Japanese Finance Minister Jun Azumi will be rewarding investors who buy more than 10 million yen ($129,000) in reconstruction bonds with gold in the government’s latest attempt to bolster demand for the debt.
Individual investors who hold the bonds for three years will be eligible for a gold commemorative coin valued at 10,000 yen, the Finance Ministry said in Tokyo today. At 15.6 grams, (0.55 ounces), it would be worth about $948 based on prices for the precious metal. Only a limited number of coins will be issued, the Finance Ministry said in a statement.

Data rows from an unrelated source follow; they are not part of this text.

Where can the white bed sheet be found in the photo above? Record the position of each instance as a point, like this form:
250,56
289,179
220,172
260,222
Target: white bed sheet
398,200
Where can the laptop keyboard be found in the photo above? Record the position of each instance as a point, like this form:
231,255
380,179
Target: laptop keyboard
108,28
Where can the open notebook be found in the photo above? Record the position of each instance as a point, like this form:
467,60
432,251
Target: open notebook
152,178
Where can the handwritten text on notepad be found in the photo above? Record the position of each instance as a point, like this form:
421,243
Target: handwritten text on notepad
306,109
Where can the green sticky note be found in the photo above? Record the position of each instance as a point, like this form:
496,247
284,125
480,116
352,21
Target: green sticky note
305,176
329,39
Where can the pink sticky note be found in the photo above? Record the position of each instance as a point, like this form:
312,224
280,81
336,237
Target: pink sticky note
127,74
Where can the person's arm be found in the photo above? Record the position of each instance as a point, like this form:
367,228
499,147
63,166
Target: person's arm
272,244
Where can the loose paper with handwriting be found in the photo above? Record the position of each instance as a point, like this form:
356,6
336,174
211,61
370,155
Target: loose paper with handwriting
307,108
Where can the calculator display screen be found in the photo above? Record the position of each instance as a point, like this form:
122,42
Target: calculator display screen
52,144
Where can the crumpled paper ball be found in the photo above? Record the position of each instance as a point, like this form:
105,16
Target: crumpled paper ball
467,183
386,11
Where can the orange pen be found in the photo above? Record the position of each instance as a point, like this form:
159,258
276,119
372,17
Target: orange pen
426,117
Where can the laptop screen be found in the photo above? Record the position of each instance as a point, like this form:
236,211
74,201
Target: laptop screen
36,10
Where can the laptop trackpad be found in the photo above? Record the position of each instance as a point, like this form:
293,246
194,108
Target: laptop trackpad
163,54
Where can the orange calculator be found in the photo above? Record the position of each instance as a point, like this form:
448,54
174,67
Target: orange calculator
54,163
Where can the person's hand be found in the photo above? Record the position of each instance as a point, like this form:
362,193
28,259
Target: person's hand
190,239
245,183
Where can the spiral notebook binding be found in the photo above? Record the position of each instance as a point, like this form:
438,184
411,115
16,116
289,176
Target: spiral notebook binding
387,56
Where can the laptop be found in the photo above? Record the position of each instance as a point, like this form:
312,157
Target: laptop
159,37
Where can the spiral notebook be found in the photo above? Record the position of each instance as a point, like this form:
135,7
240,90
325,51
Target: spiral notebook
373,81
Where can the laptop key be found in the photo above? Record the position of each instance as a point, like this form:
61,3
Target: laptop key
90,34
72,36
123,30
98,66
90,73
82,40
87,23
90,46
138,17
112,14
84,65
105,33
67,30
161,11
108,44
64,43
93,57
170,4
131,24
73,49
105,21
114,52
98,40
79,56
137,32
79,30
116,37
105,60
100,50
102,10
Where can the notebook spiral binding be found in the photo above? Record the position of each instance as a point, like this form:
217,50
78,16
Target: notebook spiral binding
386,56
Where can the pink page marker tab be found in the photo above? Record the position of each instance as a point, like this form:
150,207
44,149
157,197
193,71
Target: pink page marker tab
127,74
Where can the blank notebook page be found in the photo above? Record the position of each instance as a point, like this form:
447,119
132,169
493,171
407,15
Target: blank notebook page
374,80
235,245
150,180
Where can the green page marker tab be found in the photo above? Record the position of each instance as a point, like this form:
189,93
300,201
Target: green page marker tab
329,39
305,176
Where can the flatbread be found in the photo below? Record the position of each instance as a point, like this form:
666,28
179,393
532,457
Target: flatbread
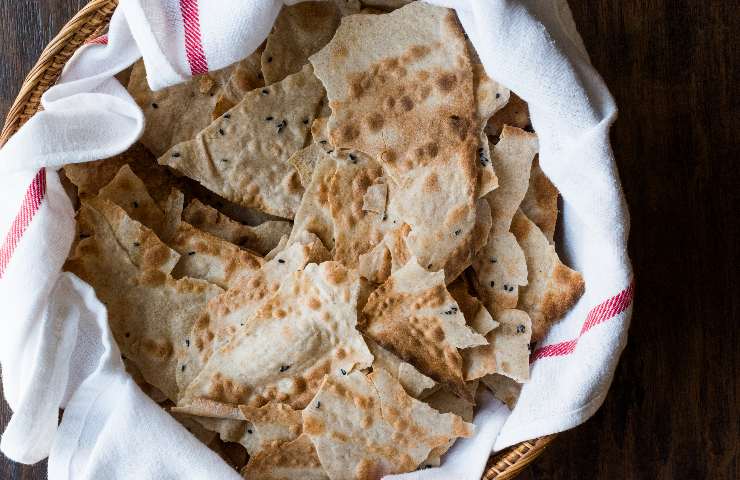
476,315
507,352
243,155
552,288
500,267
177,113
149,313
299,31
287,461
210,258
514,114
261,238
245,76
368,427
414,316
270,425
128,192
313,214
310,324
540,204
490,97
444,401
230,311
400,100
503,388
413,381
386,4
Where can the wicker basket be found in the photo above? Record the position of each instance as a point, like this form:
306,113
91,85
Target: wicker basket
88,23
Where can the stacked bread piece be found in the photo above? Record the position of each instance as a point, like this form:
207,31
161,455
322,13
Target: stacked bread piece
322,252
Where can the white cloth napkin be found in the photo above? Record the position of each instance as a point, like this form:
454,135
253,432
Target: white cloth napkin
56,349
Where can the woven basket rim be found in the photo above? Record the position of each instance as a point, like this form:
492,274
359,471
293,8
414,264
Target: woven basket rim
90,21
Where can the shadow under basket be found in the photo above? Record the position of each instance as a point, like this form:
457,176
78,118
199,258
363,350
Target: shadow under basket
87,24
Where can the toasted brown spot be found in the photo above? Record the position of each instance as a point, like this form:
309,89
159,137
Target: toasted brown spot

Azumi, whose hometown was devastated by the March 11 disaster, said today he bought 1 million yen of the debt to support rebuilding efforts from the March 11 earthquake and tsunami. Offering gold bolsters the value of the return on the debt, which will be at 0.05 percent for the first three years.
Japan — the prototypical case of zombification — has kicked the can all the way to the end of the road. How easy is it for an investor or an institution to accept a near-zero bond yield when they could buy a piece of gold that has averaged a 17% yield this decade? Not easy at all. That is why — if governments want to kick the can and avoid liquidation at all costs — governments will have to find a way to limit gold yields. I outlined a fairly outlandish (but undoubtedly Keynesian) method a couple of months ago — a new stimulus package to mine gold. Of course, there is a more devastating alternative with a historical precedent, which is confiscation, but whatever they do they need to address the fact that a form of economic activity that produces nothing — buying gold — is far more attractive than investing in stocks or bonds or (any fiat-denominated instruments).
Now I don’t expect America to get to the stage Japan is at — America is at its core a free-spirited, libertarian nation, and years of austerity, unemployment and zero growth will foment revolution. Japan, by contrast, is a very conservative, and conformistic nation. Jobless Japanese kids — unlike their British and American contemporaries — do not seem to riot. So I never expect the American or British Treasuries to get to the stage where they sweeten the deal on their crummy debt by throwing in gold coins.
But the lesson here is all the same — without some kind of miracle, bailing out zombie institutions and financial systems kills creative destruction (the heart of capitalism), which kills growth, and makes gold an extremely attractive investment. That’s because it doesn’t lose any intrinsic value, while stocks and bonds are blighted by systemic dereliction, monetary mismanagement, and weak demand.
Frankly, I’d rather live in an economy where gold is not such an attractive investment, where stocks and bonds trade on fundamentals rather than the latest interventionist hyperbole from Benny at the Fed, where products and firms succeed and fail based on their inherent characteristics, rather than on whether the Euro will fail or not. But until capitalism is restored, until firms are free to succeed and fail on their own merits, gold — the true symbol of capitalism in a perverted system of corporatism — will keep going up and up.